The rest of my week was not interrupted much. I might have missed two days of school total that week. My mother came into school during lunch the following few days to help me give myself some insulin. We met with my teachers who were and are some the best people I had met. They were fully supportive, understanding, and wanted to do whatever they could to help. By that weekend, I was back to my normal schedule, giving myself my own shots and checking my own blood sugar, and just as active as before. 

Diabetes has always been a part of my life. If it was when my brother had it, or now. Diabetes has not stopped me either, and I WILL NOT let it stop me. I have been to Washington D.C. 4.5 times after that diagnoses. I have been to Germany, Italy, and New York City. I played Volleyball and Soccer, Ran Track and Cross Country, participated in forensic Public Speaking competitions on weekends. Attended sleepovers, midnight movie premiers, and lived on campus at my college. 

Now, I am living in New York City, On my own and working at JDRF as part of their marketing and Communications team. 

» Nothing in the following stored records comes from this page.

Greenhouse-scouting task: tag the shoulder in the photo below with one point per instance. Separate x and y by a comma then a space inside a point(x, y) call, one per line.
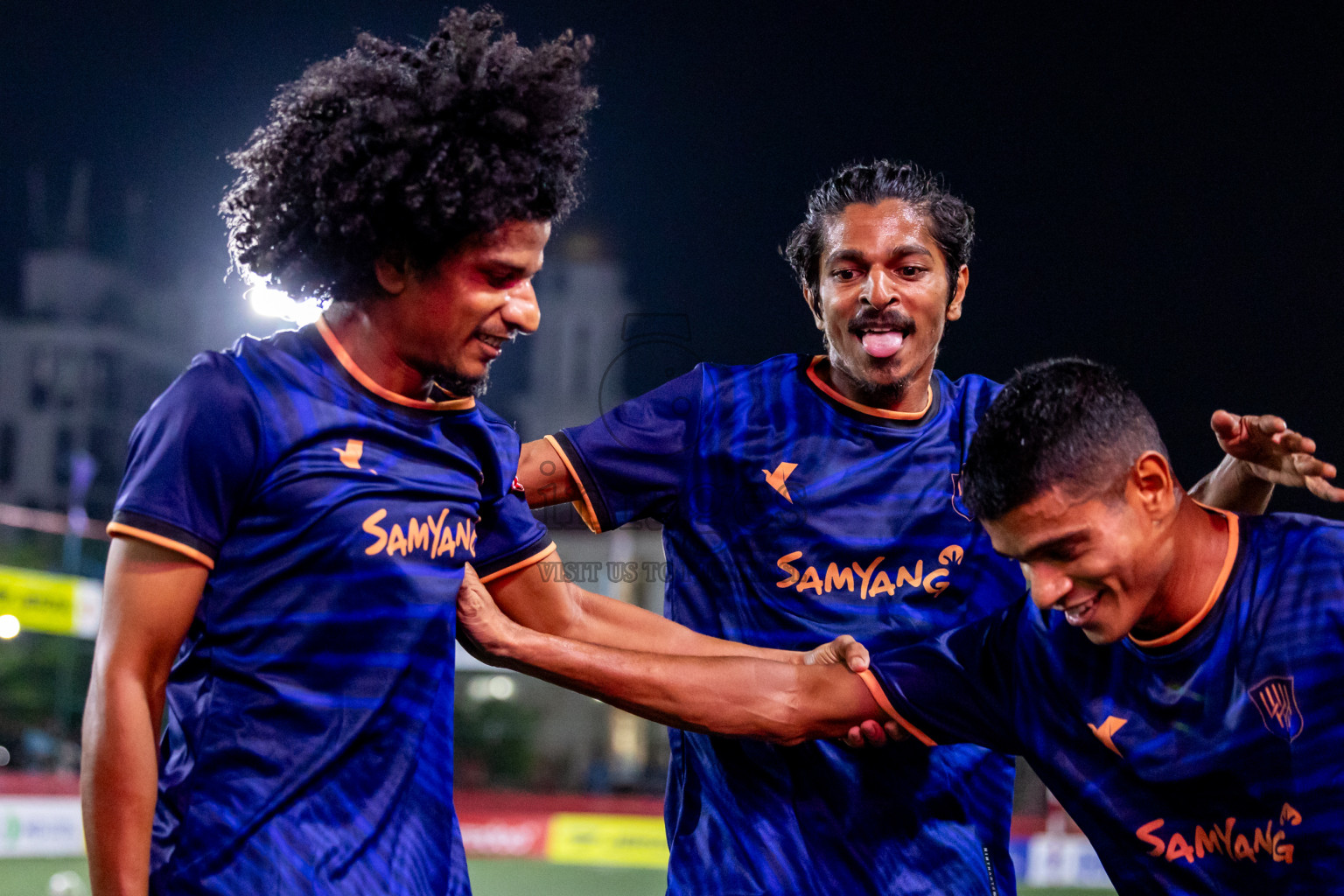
point(1296, 539)
point(1298, 562)
point(970, 391)
point(772, 375)
point(500, 431)
point(211, 381)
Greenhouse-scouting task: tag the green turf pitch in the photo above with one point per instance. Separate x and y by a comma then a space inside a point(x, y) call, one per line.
point(489, 878)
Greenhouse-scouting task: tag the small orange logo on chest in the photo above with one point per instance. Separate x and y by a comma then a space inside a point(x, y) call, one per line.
point(351, 453)
point(779, 477)
point(1106, 731)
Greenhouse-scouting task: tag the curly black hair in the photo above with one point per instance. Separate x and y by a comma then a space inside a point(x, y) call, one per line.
point(952, 222)
point(1068, 422)
point(406, 152)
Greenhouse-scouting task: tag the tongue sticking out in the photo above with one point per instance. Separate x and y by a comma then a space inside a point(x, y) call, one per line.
point(882, 344)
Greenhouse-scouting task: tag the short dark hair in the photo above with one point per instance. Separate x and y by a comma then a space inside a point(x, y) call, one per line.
point(408, 152)
point(952, 222)
point(1065, 422)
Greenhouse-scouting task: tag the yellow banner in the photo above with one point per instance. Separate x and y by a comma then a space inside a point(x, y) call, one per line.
point(622, 841)
point(52, 604)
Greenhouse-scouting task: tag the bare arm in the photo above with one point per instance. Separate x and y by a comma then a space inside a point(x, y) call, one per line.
point(546, 479)
point(729, 695)
point(1261, 453)
point(150, 599)
point(554, 606)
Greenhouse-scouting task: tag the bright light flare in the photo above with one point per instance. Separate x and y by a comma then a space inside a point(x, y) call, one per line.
point(266, 301)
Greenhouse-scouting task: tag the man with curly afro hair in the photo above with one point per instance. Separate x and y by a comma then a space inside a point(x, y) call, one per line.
point(298, 512)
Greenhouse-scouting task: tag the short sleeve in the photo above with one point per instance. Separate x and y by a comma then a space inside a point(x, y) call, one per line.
point(957, 688)
point(631, 462)
point(508, 536)
point(191, 462)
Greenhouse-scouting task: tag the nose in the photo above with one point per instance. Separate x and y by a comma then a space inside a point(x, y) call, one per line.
point(880, 288)
point(1047, 584)
point(521, 309)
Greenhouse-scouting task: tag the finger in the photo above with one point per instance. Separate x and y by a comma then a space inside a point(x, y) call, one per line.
point(1294, 442)
point(1309, 466)
point(1225, 424)
point(855, 655)
point(1265, 424)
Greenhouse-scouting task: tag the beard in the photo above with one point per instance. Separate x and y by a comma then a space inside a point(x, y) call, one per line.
point(460, 386)
point(872, 393)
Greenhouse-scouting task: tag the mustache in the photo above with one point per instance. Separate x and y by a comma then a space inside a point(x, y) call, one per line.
point(890, 318)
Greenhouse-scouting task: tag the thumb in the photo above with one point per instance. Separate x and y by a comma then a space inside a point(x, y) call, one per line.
point(1226, 426)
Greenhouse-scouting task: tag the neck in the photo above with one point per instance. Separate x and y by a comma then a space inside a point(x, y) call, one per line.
point(1198, 543)
point(373, 346)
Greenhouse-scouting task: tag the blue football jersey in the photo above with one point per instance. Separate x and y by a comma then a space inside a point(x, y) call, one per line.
point(1206, 762)
point(792, 516)
point(308, 738)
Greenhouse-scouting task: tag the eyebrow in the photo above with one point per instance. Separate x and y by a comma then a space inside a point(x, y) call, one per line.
point(1053, 544)
point(855, 256)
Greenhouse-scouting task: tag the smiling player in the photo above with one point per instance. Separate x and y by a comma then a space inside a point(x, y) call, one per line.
point(817, 496)
point(1172, 679)
point(298, 511)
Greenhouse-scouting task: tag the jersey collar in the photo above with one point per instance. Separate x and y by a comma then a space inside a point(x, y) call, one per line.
point(1228, 560)
point(825, 388)
point(368, 382)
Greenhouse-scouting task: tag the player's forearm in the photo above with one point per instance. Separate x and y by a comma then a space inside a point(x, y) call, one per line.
point(734, 696)
point(544, 477)
point(614, 624)
point(1233, 486)
point(118, 783)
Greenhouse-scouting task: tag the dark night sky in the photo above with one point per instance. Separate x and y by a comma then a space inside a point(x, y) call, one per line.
point(1155, 190)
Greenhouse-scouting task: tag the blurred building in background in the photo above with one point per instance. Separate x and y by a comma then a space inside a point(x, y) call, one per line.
point(92, 346)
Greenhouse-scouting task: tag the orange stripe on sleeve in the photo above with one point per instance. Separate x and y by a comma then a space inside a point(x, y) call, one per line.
point(132, 532)
point(584, 509)
point(536, 557)
point(880, 696)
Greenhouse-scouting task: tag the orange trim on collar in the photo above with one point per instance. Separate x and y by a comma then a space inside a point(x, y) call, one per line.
point(368, 382)
point(864, 409)
point(1228, 560)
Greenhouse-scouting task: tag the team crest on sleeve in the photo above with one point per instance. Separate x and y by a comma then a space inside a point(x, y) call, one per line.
point(956, 497)
point(1277, 704)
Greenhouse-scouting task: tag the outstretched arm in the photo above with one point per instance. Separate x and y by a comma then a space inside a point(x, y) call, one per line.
point(1261, 453)
point(551, 605)
point(150, 599)
point(732, 695)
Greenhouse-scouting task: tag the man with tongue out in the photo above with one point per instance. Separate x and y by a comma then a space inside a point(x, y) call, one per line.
point(819, 496)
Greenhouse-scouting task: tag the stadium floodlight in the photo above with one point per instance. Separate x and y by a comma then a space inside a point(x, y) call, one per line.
point(266, 301)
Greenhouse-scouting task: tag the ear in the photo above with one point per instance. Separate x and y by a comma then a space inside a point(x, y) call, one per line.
point(815, 306)
point(391, 271)
point(958, 293)
point(1152, 486)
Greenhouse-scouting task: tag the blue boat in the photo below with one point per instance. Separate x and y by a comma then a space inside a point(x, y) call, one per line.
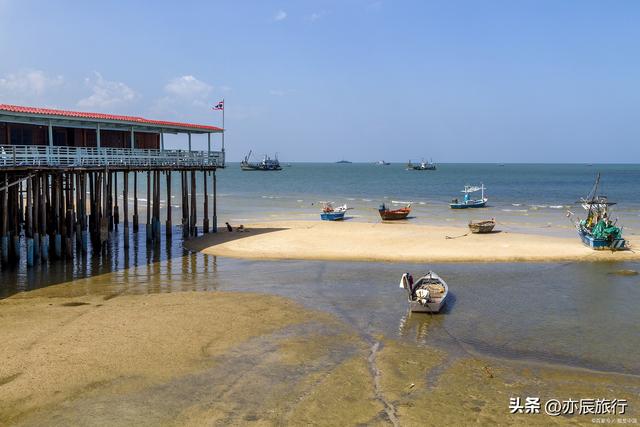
point(332, 216)
point(468, 201)
point(329, 213)
point(598, 231)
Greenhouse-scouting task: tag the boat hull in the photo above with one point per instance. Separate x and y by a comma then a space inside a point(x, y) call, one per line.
point(332, 216)
point(394, 215)
point(602, 244)
point(478, 204)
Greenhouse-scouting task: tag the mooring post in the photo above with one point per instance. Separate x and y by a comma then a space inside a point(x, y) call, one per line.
point(116, 210)
point(148, 227)
point(125, 206)
point(214, 226)
point(194, 226)
point(205, 217)
point(135, 201)
point(169, 207)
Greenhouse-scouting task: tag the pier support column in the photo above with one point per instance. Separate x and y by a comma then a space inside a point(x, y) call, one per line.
point(125, 206)
point(205, 217)
point(214, 226)
point(135, 202)
point(169, 207)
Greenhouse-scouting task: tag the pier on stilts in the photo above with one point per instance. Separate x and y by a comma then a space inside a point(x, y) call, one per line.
point(65, 181)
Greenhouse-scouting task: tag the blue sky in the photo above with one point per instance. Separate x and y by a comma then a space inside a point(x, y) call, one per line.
point(456, 81)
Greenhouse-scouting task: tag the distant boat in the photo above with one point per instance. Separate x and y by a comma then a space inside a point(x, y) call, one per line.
point(266, 164)
point(329, 213)
point(598, 231)
point(423, 166)
point(482, 227)
point(391, 215)
point(428, 294)
point(467, 201)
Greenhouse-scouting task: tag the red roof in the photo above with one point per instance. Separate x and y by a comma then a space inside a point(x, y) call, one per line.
point(102, 116)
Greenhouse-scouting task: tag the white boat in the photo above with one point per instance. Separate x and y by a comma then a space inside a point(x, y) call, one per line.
point(428, 294)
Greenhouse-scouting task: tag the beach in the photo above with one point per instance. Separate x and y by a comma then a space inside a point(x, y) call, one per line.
point(190, 358)
point(395, 242)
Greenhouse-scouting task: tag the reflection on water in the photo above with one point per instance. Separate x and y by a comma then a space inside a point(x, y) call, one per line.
point(575, 314)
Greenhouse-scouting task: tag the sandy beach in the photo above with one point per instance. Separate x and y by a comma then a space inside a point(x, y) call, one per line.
point(395, 242)
point(228, 358)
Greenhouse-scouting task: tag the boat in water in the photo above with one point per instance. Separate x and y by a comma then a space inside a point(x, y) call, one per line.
point(423, 166)
point(598, 231)
point(468, 201)
point(482, 227)
point(394, 214)
point(329, 213)
point(428, 294)
point(266, 164)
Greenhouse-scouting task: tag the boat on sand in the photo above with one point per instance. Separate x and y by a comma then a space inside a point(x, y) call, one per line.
point(428, 294)
point(482, 227)
point(394, 214)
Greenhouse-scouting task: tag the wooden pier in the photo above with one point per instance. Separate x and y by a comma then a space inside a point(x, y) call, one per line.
point(59, 175)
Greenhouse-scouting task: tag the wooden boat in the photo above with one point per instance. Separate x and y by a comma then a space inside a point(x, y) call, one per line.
point(267, 164)
point(428, 294)
point(391, 215)
point(467, 201)
point(481, 227)
point(598, 231)
point(423, 166)
point(329, 213)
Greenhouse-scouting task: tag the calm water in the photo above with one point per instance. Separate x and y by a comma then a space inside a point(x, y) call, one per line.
point(573, 314)
point(535, 197)
point(570, 314)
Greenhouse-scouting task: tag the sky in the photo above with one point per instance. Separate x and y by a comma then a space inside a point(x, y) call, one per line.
point(322, 80)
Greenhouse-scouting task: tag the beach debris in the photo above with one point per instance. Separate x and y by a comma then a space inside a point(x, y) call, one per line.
point(456, 237)
point(625, 272)
point(488, 371)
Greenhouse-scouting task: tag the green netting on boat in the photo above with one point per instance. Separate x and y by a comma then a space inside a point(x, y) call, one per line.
point(602, 231)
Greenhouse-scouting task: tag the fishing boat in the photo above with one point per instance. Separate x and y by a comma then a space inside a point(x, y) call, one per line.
point(329, 213)
point(423, 166)
point(266, 164)
point(468, 201)
point(428, 294)
point(482, 227)
point(394, 214)
point(598, 231)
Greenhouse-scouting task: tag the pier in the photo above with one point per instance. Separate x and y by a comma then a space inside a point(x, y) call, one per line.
point(59, 175)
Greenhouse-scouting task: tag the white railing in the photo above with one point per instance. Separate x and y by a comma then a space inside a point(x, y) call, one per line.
point(93, 157)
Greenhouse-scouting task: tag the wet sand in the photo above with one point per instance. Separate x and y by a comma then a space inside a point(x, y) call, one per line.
point(228, 358)
point(394, 242)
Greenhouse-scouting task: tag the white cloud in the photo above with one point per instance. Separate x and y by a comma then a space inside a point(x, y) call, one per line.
point(316, 16)
point(280, 15)
point(27, 85)
point(105, 93)
point(188, 87)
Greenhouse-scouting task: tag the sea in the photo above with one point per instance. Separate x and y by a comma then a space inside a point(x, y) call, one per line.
point(582, 315)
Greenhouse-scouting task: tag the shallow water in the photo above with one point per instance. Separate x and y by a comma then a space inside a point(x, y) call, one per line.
point(576, 314)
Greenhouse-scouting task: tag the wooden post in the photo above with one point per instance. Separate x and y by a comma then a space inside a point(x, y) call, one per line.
point(205, 217)
point(194, 227)
point(214, 226)
point(135, 202)
point(148, 228)
point(125, 206)
point(116, 210)
point(168, 225)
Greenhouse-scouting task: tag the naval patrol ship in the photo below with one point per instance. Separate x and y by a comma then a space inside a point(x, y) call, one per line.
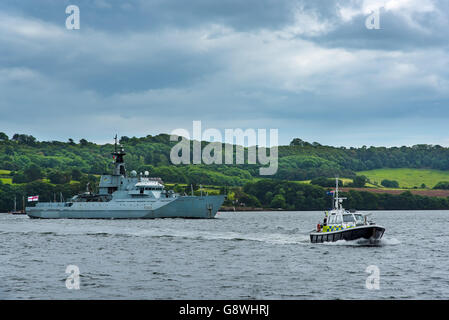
point(123, 196)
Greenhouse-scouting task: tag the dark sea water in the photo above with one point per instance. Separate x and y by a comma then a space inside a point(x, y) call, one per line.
point(244, 255)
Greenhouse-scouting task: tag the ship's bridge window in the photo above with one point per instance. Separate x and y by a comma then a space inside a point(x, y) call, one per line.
point(339, 219)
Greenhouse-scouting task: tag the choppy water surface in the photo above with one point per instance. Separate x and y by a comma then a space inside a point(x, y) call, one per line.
point(252, 255)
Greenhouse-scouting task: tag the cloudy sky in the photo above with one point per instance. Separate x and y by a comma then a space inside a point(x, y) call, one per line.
point(308, 68)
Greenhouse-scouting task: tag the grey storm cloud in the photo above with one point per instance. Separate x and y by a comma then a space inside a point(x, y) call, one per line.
point(309, 68)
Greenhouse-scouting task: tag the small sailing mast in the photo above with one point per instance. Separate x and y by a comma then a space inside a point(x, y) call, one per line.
point(338, 200)
point(118, 155)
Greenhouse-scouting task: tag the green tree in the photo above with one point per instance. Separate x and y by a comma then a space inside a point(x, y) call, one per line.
point(3, 136)
point(278, 201)
point(359, 181)
point(32, 173)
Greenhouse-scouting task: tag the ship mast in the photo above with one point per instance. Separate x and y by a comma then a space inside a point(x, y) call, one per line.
point(117, 155)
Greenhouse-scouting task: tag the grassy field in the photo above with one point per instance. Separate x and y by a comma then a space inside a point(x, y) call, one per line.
point(345, 181)
point(407, 178)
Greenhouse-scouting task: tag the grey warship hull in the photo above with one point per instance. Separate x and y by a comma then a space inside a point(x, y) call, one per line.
point(205, 207)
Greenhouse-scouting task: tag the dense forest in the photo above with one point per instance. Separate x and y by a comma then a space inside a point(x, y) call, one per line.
point(50, 168)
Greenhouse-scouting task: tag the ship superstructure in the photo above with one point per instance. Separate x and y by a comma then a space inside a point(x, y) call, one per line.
point(133, 196)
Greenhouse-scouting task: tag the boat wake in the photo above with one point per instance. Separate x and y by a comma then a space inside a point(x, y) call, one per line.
point(364, 243)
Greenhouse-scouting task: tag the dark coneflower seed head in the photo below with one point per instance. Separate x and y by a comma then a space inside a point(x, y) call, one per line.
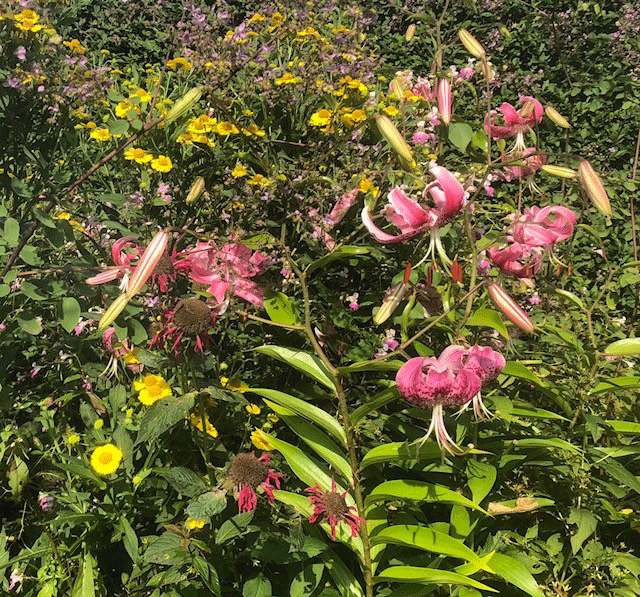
point(192, 316)
point(248, 470)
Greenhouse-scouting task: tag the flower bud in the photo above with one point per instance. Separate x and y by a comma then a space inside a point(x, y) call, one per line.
point(472, 44)
point(559, 171)
point(556, 117)
point(592, 184)
point(395, 139)
point(510, 308)
point(195, 191)
point(184, 104)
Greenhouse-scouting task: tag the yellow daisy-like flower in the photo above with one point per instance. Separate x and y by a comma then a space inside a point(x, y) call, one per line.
point(207, 427)
point(288, 79)
point(227, 128)
point(162, 163)
point(151, 389)
point(321, 117)
point(260, 441)
point(239, 171)
point(106, 459)
point(179, 63)
point(100, 134)
point(138, 155)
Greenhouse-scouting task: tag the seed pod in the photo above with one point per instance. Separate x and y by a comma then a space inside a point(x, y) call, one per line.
point(510, 308)
point(472, 44)
point(592, 184)
point(556, 117)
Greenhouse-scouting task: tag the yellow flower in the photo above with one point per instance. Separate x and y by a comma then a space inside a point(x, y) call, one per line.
point(100, 134)
point(151, 389)
point(260, 441)
point(162, 163)
point(259, 180)
point(106, 459)
point(320, 118)
point(196, 421)
point(239, 171)
point(287, 79)
point(179, 63)
point(227, 128)
point(138, 155)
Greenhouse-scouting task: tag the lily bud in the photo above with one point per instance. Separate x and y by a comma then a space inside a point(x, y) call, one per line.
point(592, 184)
point(444, 100)
point(510, 308)
point(390, 304)
point(556, 117)
point(195, 191)
point(559, 171)
point(113, 311)
point(184, 104)
point(148, 262)
point(472, 44)
point(395, 139)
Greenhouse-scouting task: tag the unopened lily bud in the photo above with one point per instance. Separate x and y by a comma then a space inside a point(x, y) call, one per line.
point(592, 184)
point(556, 117)
point(444, 100)
point(411, 31)
point(559, 171)
point(184, 104)
point(472, 44)
point(195, 191)
point(390, 304)
point(148, 262)
point(395, 139)
point(510, 308)
point(113, 311)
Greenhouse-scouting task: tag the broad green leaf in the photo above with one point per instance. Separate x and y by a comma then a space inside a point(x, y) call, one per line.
point(515, 573)
point(341, 253)
point(342, 576)
point(279, 308)
point(489, 318)
point(481, 478)
point(418, 491)
point(460, 134)
point(164, 414)
point(307, 363)
point(428, 575)
point(374, 403)
point(428, 540)
point(70, 313)
point(626, 347)
point(306, 410)
point(316, 440)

Those four things I wanted when growing up, I received, and I wouldn't change them for anything. Yes if a cure comes, I will leap for joy, but until that time, I will continue to check my blood sugar, eat, give myself insulin, exercise, eat, and repeat. I know I am healthier because of my diabetes, I have travelled more, I have made smart choices, and met some awesome people. Going back to when I was younger, I wanted diabetes, but for all the wrong reasons, now that I have it, I wouldn't want to wish it on anyone else (most days). Sometimes, I say that I have diabetes, because I can handle it, and that means that someone else in the world, doesn't have to overcome this obstacle. 

 I'm proud to be handed this hurdle, and I will keep jumping until the cure is found. yes I might trip once in a while, but it wont stop me from finishing this race on top. 
I might have diabetes, but diabetes doesn't have me. 

I am a curly haired, always smiling, contact wearing diabetic, and proud of it! 


  1. So proud of your positive attitude! You did a nice job on your blog. Say ... would you have interest doing some blogging for us? If you end up with a post that's farm-relevant, food-related, etc. we may be able to share it.